Five Reasons -- Wait, Six! -- to Start Considering WiMax Today

WiMax just may turn out to be exactly what IT managers need for their corporate wireless needs, particularly if more users are going mobile. (And aren't they all?) Because these mobile hotspots are the size of a city.

By Steven J. Vaughan-Nichols
Thu, May 15, 2008

CIO — It's a Wi-Fi world, but Wi-Fi has its own set of problems. Now, mobile WiMax may provide corporations with another, better way of networking the mobile workforce.

Today, everyone in the user community swears by IEEE 802.11–based wireless networks. But IT people all swear at it. The high-speed, 100Mbps-plus, 802.11n standard still hasn't been finalized; covering space adequately with PoE (power over Ethernet) 802.11g access points (APs) continues to be difficult; and it's all too easy to overrun a single AP with too many clients.

So, while Wi-Fi is far too useful to consider getting rid of, it also continues to be an IT deployment and management headache. This is why mobile WiMax, IEEE 802.16e, is beginning to catch the attention of CIOs and CTOs.

Here are several good reasons to consider WiMax for your future wireless network needs.

1. Lower acquisition costs. Instead of worrying over dozens of 802.11 access points, their wiring and their power needs, you may need to install only a single Mobile WiMax AP.

One problem that the Sprint, Clearwire and the other major mobile WiMax companies are facing with their deployments is that they need gigantic Internet pipes to supply their bandwidth needs. A few T1s with their 1.554Mbps throughput don't come close to meeting their needs. A corporate WiMax network shouldn't require any more bandwidth than you're currently using.

2. Interoperability with the public WiMax networks. Sprint, Clearwire, Intel, Google, Comcast, Time Warner Cable and Brightcove Network have joined forces to create a nationwide mobile WiMax network. Your mobile users will be able to use this network, just as they now use Wi-Fi hot spots to connect with the office. But the key difference, as Xohm President and Sprint Chief Technology Officer Barry West puts it, is that the hotspots will now be the "size of a city."

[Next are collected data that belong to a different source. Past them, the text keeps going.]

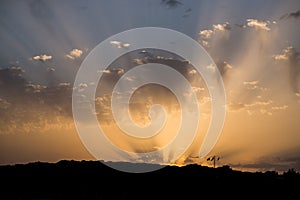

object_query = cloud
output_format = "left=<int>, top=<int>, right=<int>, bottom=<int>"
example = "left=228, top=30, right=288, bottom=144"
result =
left=161, top=0, right=182, bottom=9
left=200, top=40, right=209, bottom=47
left=206, top=64, right=216, bottom=72
left=216, top=60, right=233, bottom=76
left=230, top=151, right=300, bottom=173
left=271, top=105, right=288, bottom=110
left=226, top=102, right=245, bottom=112
left=66, top=48, right=83, bottom=60
left=138, top=50, right=153, bottom=57
left=198, top=22, right=232, bottom=49
left=110, top=41, right=130, bottom=49
left=185, top=8, right=192, bottom=13
left=97, top=68, right=125, bottom=75
left=25, top=83, right=47, bottom=93
left=133, top=58, right=145, bottom=65
left=199, top=22, right=231, bottom=40
left=246, top=19, right=270, bottom=31
left=47, top=67, right=56, bottom=72
left=243, top=81, right=259, bottom=85
left=58, top=82, right=71, bottom=87
left=273, top=46, right=295, bottom=61
left=33, top=54, right=52, bottom=62
left=235, top=23, right=247, bottom=29
left=243, top=81, right=259, bottom=90
left=274, top=46, right=300, bottom=92
left=0, top=98, right=11, bottom=109
left=213, top=22, right=231, bottom=31
left=182, top=8, right=192, bottom=18
left=199, top=30, right=213, bottom=39
left=188, top=69, right=197, bottom=75
left=273, top=54, right=289, bottom=61
left=245, top=100, right=273, bottom=107
left=95, top=95, right=113, bottom=123
left=0, top=66, right=74, bottom=135
left=191, top=86, right=205, bottom=93
left=280, top=10, right=300, bottom=20
left=226, top=99, right=273, bottom=114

3. No vendor lock-in. As Motorola's WiMax solutions marketing manager, Ben Ansell, said, "For mobile WiMax to be seen as a truly open standard, products need to be interoperable." The WiMax Forum won't certify equipment unless it interoperates, so you can be sure that equipment you buy from one vendor will work with devices you get from another company. The bottom line: You can shop on the basis of price and quality without worrying over incompatibilities.

4. Broad vendor support. Mobile WiMax is a new technology, but there's nothing so cutting edge about it that it will make you bleed IT money as you install it. This wireless technology has support from the big boys of computing: Intel, Cisco, Microsoft, Nokia and more than a hundred other major vendors.